The Game-“I’m So Wavy”

This is the most long-awaiting and underwhelming thing to emerge from LA since Chin-Feng Chen.  This is like pulling out a gun and the only thing that comes out is a a paper with the word “BANG!” Now that Max B. is getting the OZ-treatment (yes Freakey Zeekey), Game can jack the “So Wavy” descriptor tag sans fear of reprisal. Listening to Jayceon Taylor has always had a car-chase quality of perverse empty entertainment. But listening to this you don’t get the sense that this chase will yield any awesome maneuvering or fantastic crashes. Not when the best part is the game’s bi-polar Cable Guy tangent at the end. Kanye could knock out Jay-Z? Really? The only thing Kanye could convincingly knock off is a Louis Vuitton handbag. Let’s hope next time the Game doesn’t try to play Porno Password.

Andre 3000-“Lookin 4 Ya”

Dear Possum Aloysius Jenkins:

You release nothing over the last 24 months but “Royal Flush” and Semi-Pro, and then when you finally emerge from your Hollywood Hills heaven of dimes, strawberry lemonade and popcorn shrimp, you leave us with 30 seconds of mailed-in raps about not answering the doorbell and working at Ikea. Don’t tell me that you’ve become one of those people who’s like THE DARK KNIGHT IS THE BEST MOVIE EVER. You’re fucking better than that. I know your life ain’t that prosaic. At least, give us a concept rap from the perspective of Coffee Black. Or the name, “Sugar Dunkerton,” just cuz. Thanks for this btw, this is still kind of good.

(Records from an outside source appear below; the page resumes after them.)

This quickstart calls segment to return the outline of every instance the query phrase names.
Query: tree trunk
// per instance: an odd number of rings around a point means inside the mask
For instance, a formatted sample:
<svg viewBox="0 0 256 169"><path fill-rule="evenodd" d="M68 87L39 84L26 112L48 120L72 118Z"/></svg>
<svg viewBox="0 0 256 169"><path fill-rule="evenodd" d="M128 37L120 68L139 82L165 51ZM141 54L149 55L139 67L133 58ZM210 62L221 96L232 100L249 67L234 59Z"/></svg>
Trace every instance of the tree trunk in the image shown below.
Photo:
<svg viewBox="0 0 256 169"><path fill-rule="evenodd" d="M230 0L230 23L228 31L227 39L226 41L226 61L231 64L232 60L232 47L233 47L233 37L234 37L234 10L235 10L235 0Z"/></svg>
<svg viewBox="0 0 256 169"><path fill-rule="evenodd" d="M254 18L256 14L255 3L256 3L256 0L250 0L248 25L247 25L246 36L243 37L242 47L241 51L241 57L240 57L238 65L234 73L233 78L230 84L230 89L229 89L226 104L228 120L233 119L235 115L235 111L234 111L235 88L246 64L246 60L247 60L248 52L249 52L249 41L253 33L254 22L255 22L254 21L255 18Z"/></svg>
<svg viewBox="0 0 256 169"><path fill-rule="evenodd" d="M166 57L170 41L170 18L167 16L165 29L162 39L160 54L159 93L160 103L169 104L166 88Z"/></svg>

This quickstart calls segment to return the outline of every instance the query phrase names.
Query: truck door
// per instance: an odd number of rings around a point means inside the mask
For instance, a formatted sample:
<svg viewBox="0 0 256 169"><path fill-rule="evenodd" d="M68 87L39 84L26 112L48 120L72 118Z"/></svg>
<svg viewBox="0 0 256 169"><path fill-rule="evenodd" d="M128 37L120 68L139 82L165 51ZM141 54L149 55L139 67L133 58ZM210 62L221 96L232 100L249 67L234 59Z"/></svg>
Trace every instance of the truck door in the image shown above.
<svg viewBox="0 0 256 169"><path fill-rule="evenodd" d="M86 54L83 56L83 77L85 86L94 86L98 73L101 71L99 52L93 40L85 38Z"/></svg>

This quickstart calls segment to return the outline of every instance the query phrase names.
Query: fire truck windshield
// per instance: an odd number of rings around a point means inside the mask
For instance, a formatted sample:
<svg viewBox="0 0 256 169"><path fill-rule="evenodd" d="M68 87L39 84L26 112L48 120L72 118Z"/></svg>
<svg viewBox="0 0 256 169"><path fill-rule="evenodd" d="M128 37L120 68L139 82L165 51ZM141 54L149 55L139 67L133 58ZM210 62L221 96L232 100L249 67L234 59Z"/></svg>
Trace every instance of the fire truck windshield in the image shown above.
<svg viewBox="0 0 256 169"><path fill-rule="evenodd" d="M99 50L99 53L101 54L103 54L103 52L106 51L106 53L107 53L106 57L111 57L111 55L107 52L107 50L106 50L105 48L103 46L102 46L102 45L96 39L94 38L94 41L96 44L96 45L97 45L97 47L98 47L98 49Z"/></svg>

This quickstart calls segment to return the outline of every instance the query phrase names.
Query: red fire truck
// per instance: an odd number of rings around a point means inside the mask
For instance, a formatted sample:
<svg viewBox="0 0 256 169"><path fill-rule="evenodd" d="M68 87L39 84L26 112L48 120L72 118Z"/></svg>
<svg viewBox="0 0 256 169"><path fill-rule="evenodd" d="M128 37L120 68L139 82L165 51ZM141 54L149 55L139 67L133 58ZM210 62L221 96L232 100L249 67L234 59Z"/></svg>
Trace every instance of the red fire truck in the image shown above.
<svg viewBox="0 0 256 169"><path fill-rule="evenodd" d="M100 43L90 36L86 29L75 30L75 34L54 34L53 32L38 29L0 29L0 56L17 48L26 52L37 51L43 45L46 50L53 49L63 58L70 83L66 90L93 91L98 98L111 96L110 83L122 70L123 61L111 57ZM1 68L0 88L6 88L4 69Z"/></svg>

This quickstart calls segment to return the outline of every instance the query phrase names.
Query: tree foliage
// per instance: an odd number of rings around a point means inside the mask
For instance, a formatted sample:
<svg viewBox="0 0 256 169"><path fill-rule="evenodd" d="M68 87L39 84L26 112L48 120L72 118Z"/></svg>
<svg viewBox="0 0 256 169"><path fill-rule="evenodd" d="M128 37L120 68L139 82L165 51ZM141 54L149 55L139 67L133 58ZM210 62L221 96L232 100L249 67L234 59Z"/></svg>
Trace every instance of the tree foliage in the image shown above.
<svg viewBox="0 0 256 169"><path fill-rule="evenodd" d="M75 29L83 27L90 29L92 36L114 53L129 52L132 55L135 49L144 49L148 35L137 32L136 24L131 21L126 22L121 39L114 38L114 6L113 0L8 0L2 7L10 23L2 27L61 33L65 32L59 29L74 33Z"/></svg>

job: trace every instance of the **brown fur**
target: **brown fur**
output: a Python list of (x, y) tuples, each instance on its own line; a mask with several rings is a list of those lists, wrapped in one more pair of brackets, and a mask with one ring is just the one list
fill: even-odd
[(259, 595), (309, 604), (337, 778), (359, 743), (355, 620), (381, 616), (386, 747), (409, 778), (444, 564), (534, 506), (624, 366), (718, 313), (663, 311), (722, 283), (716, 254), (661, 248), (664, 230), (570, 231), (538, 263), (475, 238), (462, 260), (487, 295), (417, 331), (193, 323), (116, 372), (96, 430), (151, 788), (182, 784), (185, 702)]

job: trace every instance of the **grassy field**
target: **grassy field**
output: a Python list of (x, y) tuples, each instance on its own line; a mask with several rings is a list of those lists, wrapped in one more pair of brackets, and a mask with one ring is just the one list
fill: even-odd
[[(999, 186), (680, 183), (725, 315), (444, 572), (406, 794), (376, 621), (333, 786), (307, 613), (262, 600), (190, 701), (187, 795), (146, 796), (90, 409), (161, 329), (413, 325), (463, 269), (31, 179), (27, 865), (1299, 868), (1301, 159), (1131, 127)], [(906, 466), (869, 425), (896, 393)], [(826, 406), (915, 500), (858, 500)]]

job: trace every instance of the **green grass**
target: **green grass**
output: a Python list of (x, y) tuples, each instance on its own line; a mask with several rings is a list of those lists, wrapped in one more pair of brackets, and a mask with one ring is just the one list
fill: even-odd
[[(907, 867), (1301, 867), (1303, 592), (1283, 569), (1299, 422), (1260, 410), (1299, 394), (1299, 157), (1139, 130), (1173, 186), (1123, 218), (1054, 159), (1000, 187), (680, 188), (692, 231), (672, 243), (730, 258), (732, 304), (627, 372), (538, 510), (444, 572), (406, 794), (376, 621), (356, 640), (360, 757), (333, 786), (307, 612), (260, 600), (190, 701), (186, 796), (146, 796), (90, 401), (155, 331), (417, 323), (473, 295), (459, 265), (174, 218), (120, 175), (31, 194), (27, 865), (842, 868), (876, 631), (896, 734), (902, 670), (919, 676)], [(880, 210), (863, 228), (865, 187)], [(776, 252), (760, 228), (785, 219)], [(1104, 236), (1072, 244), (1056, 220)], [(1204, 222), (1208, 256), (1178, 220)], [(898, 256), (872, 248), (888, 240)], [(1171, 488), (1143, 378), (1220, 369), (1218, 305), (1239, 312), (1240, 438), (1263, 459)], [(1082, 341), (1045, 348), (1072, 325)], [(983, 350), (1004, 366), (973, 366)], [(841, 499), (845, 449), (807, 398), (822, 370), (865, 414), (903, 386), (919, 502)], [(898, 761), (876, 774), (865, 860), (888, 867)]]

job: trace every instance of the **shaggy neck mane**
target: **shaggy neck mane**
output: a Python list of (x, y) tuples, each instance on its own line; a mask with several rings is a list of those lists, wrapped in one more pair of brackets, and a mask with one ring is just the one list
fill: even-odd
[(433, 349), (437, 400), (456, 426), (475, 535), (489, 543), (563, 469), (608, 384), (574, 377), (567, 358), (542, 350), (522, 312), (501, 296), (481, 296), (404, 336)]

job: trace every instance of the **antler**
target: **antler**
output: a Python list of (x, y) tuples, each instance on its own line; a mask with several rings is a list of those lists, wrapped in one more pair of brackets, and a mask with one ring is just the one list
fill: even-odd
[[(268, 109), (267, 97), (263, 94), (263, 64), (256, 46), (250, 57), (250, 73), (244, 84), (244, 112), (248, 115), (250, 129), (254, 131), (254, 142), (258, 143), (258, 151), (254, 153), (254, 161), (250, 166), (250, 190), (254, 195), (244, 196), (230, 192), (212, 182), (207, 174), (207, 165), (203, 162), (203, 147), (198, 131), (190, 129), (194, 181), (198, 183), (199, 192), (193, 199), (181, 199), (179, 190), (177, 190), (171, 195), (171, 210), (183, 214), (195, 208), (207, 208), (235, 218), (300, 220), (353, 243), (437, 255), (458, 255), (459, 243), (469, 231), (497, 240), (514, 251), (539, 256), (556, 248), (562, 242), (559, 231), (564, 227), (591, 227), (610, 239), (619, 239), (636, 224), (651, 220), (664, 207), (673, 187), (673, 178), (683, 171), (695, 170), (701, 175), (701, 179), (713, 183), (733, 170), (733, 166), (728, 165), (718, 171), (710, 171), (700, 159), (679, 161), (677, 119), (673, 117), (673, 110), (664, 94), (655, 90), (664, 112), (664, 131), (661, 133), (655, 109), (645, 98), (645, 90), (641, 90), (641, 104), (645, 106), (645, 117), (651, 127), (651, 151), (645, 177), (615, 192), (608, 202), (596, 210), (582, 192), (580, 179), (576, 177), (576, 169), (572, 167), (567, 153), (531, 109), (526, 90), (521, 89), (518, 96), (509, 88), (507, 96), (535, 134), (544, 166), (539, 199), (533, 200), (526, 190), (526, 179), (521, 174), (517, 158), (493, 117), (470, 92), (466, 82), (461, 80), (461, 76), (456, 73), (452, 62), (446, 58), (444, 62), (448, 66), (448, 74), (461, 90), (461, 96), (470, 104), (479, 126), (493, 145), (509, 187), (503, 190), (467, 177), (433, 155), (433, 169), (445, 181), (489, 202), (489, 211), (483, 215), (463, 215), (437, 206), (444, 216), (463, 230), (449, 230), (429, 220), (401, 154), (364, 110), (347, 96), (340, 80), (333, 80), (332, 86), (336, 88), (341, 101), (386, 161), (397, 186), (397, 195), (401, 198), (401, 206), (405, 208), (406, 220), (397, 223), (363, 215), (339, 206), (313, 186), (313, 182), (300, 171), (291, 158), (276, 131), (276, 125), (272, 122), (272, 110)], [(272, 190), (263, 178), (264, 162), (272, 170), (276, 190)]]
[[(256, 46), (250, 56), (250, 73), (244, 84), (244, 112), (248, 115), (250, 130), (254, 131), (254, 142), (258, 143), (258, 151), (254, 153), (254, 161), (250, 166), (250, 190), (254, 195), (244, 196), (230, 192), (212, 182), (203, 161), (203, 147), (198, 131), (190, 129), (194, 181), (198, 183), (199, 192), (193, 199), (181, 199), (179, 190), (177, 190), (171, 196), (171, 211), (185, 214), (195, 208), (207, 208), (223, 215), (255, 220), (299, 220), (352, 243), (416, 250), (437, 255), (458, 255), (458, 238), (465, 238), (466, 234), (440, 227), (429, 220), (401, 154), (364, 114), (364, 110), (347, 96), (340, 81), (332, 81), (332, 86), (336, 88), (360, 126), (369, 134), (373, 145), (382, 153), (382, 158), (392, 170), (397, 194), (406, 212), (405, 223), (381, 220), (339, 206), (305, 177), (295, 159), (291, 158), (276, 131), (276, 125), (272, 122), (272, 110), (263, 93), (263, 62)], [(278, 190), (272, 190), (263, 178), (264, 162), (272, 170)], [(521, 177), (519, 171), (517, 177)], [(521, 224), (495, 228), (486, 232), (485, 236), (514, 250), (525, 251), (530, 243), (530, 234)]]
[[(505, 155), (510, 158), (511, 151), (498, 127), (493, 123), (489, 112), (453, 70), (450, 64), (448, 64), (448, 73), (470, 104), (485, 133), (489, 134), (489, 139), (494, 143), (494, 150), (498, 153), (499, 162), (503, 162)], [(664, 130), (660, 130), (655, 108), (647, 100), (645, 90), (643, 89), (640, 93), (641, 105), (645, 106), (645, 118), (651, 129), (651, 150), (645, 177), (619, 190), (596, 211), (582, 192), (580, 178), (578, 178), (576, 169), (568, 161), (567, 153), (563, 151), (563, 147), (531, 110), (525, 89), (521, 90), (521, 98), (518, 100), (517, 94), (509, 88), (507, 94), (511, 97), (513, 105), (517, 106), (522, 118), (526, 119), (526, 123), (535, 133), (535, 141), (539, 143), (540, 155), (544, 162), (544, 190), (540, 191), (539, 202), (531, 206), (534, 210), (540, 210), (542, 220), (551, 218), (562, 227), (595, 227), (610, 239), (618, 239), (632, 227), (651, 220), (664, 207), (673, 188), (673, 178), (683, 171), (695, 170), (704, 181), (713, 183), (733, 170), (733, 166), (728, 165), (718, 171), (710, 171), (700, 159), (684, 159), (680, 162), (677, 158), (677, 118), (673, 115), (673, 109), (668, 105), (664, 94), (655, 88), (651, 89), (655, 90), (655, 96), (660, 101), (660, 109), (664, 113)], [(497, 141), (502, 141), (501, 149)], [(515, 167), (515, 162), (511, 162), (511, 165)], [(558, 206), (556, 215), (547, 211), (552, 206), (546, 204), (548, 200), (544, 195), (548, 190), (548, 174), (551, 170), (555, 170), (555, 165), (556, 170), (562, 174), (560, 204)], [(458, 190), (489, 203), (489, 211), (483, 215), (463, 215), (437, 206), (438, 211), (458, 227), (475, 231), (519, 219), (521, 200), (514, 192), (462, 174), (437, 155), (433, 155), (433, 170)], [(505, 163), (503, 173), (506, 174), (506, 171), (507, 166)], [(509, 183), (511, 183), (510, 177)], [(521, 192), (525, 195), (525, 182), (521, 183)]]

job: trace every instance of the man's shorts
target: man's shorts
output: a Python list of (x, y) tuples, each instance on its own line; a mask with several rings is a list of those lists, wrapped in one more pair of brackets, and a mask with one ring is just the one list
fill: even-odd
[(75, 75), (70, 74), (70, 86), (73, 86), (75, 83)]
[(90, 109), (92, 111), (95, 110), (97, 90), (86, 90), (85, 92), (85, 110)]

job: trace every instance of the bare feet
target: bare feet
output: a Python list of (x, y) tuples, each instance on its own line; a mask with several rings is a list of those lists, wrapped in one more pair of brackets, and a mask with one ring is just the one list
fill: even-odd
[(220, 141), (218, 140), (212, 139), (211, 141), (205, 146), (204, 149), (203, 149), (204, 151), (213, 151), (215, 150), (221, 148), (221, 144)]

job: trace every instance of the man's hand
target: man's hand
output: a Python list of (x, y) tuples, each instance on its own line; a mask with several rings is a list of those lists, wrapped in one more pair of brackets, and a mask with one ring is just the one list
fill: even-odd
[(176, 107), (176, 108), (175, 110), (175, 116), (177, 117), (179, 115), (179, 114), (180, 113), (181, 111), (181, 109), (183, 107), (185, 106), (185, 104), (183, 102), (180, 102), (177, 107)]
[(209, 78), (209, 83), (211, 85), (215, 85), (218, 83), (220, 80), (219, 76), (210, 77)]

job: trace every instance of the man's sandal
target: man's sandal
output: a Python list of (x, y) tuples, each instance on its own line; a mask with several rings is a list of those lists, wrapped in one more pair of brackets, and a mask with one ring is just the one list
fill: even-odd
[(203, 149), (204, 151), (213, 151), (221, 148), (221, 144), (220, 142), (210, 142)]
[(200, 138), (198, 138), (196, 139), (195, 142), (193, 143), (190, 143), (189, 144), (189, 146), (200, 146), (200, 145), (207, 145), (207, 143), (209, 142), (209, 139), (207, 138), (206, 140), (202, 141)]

Alex Ludovico ft. Gzutek-“Perth Bongs, Chicago Bud”

In a past life, Alex Ludovico was Ill Eagle. Over the last two years, the Gary, Indiana born and raised, Nirvana and Bloc Party-worshipping embee has watched his style get co-opted by the neon and khaffiyeh crowd, as skinny jeans and electro-rap flirtations suddenly became au courant. Instead of embracing the current to construct an album from strictly Venga Boys samples (Theophilus London’s next trick…), Ludovico flipped the script to become increasingly introspective and schizophrenic. His latest mixtape, The Awakening   leaps from blog house, to 80s-inspired 808 mininalism, to straight-up vintage soul. It’s scattered but solid. No track more so than “Perth Bongs, Chicago Weed,” his collaboration with Australian rapper, Gzutek. I smoked Chicago Bud once–thanks to a random connect who thankfully helped stabilize me through a soporific Fleet Foxes set at last year’s Pitchfork Fest. This cut is equally effective.